Jean-Christophe Yoccoz’s research focus is the theory of dynamical systems (often referred to by the public as chaos theory). The core principle of the theory of dynamical systems is iteration: a function is evaluated and the result is reused as a new input for the next iteration, and the process is repeated again and again. Through this repetition, the system can react extremely sensitively to changes in the initial values at certain points, which can lead to unpredictable (‘chaotic’) behavior.
Iteration is associated with a discrete model for time. When time is viewed as a continuous variable, a dynamical system is typically defined by a differential equation (or a partial differential equation). In fact, the theory of dynamical systems was first developed through the study of the differential equations governing the three-body-problem by the French mathematician Henri Poincaré at the end of the 19th century, describing the orbits of three celestial bodies whose gravity affects each other.

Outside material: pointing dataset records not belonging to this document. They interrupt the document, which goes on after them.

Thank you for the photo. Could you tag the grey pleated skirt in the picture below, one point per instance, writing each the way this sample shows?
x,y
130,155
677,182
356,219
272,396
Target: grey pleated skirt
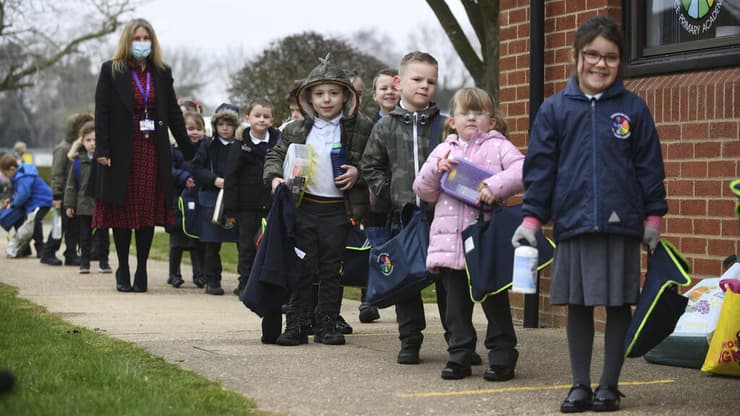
x,y
596,269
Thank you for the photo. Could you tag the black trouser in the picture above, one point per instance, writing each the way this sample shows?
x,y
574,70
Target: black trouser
x,y
249,224
91,239
500,336
321,231
212,261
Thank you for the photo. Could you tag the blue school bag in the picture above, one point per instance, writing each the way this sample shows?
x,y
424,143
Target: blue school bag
x,y
397,268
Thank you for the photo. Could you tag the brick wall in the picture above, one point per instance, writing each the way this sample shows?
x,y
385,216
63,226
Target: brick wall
x,y
697,115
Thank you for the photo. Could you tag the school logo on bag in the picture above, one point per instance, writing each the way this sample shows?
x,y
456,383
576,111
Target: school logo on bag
x,y
386,265
621,125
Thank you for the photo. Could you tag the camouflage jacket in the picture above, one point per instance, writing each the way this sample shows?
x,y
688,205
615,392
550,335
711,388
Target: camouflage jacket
x,y
388,162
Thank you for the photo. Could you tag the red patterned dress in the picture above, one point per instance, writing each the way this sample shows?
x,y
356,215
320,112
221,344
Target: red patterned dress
x,y
144,205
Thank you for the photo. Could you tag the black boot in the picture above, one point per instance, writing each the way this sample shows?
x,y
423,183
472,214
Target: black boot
x,y
294,334
140,281
123,280
325,330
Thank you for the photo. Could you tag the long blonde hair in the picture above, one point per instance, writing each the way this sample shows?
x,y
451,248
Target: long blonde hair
x,y
123,50
477,99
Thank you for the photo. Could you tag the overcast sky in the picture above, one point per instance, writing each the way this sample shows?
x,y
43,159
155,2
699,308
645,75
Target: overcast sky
x,y
247,27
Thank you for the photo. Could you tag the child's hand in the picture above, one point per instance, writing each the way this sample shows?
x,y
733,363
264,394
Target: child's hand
x,y
276,182
486,196
348,179
445,163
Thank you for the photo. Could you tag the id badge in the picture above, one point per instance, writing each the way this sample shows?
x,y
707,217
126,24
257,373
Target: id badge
x,y
146,125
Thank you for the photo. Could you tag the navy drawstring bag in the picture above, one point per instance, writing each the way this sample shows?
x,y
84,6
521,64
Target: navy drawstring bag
x,y
489,255
660,304
397,268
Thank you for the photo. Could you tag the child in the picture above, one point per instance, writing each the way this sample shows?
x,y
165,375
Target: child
x,y
384,93
395,151
246,198
329,204
594,166
183,177
79,205
209,167
479,140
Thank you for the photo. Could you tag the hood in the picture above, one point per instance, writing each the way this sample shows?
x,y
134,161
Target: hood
x,y
325,72
227,115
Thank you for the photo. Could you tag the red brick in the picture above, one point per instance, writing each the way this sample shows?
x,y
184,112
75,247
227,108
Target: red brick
x,y
708,188
722,168
678,225
708,149
720,246
692,207
693,131
731,149
679,187
693,170
705,226
722,208
693,245
723,130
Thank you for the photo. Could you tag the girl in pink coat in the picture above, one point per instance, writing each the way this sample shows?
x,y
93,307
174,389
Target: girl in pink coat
x,y
480,139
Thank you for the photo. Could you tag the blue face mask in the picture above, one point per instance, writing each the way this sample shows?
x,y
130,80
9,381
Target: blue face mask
x,y
141,50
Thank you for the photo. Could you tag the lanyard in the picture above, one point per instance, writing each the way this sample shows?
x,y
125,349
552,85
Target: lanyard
x,y
143,92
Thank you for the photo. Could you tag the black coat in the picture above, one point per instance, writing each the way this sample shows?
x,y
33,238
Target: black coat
x,y
114,131
244,188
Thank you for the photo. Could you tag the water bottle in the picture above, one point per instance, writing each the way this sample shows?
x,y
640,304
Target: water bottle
x,y
56,224
524,279
338,158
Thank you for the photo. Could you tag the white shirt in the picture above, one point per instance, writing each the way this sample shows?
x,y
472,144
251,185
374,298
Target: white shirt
x,y
321,137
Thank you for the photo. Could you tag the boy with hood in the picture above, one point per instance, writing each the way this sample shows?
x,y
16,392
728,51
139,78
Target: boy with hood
x,y
331,204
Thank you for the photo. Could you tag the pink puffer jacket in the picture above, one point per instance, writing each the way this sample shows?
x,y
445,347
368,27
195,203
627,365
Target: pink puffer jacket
x,y
489,150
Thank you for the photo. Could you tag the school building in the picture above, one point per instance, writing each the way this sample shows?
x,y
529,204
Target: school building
x,y
683,59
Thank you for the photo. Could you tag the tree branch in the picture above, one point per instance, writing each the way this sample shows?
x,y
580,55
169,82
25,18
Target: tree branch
x,y
458,39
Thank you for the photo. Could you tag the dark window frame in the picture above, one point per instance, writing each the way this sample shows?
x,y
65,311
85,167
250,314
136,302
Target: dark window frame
x,y
698,55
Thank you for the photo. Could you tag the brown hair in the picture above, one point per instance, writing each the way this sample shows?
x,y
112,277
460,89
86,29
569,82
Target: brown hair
x,y
123,50
7,162
477,99
417,56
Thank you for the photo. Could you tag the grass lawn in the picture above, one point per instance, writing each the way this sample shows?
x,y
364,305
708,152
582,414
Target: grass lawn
x,y
229,259
61,369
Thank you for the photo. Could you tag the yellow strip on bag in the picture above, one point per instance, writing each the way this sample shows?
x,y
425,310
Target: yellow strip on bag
x,y
723,356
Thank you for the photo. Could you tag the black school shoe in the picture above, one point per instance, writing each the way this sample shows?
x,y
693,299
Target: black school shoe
x,y
455,371
501,372
606,399
579,399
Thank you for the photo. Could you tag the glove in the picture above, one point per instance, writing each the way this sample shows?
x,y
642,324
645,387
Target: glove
x,y
651,234
526,232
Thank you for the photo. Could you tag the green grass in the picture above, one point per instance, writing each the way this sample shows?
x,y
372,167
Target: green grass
x,y
61,369
229,259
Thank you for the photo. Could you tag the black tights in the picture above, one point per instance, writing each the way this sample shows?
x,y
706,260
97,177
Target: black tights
x,y
580,329
122,238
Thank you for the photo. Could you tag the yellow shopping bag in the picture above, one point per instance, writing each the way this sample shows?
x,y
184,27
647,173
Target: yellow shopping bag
x,y
723,356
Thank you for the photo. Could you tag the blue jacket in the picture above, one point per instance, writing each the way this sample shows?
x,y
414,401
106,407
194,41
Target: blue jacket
x,y
31,191
594,166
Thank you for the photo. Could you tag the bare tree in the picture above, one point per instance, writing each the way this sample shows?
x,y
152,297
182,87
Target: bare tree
x,y
32,34
483,16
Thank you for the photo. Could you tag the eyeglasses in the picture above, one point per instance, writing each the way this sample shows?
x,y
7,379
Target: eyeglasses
x,y
472,113
593,58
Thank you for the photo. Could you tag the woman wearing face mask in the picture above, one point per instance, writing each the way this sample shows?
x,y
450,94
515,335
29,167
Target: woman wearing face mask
x,y
135,105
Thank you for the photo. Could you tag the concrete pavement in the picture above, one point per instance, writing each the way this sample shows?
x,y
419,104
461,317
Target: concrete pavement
x,y
218,337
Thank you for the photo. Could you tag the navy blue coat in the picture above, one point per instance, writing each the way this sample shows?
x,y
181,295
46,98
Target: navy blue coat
x,y
277,267
594,166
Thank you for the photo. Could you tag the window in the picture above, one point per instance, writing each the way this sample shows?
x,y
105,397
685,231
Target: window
x,y
666,36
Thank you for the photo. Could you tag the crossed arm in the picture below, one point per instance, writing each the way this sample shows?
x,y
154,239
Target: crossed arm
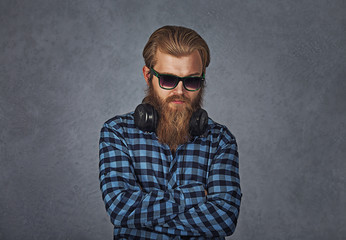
x,y
186,210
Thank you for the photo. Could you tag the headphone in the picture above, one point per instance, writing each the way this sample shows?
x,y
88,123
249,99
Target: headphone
x,y
146,119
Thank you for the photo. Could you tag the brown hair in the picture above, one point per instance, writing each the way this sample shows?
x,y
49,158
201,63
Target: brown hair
x,y
176,41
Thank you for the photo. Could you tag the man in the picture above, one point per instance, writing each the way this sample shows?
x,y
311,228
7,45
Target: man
x,y
170,182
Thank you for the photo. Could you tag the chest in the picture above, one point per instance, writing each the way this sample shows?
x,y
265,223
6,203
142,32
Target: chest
x,y
156,167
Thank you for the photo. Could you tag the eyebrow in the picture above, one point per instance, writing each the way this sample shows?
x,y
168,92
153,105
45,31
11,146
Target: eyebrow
x,y
190,75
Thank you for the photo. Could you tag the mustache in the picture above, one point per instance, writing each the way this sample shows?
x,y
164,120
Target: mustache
x,y
177,98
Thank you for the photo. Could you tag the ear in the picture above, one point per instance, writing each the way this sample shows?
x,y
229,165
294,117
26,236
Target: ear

Yoccoz’s research is at the cutting edge of this theory, where he pursues a very wide range of interests. He has contributed to KAM theory (the persistence of quasiperiodic behavior), has studied the various properties of different hyperbolic sets of high fractal dimension, coming for instance from cuts or combinations of Cantor sets, and he has developed a combinatorial method – known as the Yoccoz puzzle – with which Julia sets can be examined. They can be described as maps, which show how chaotically a dynamical system behaves in any point.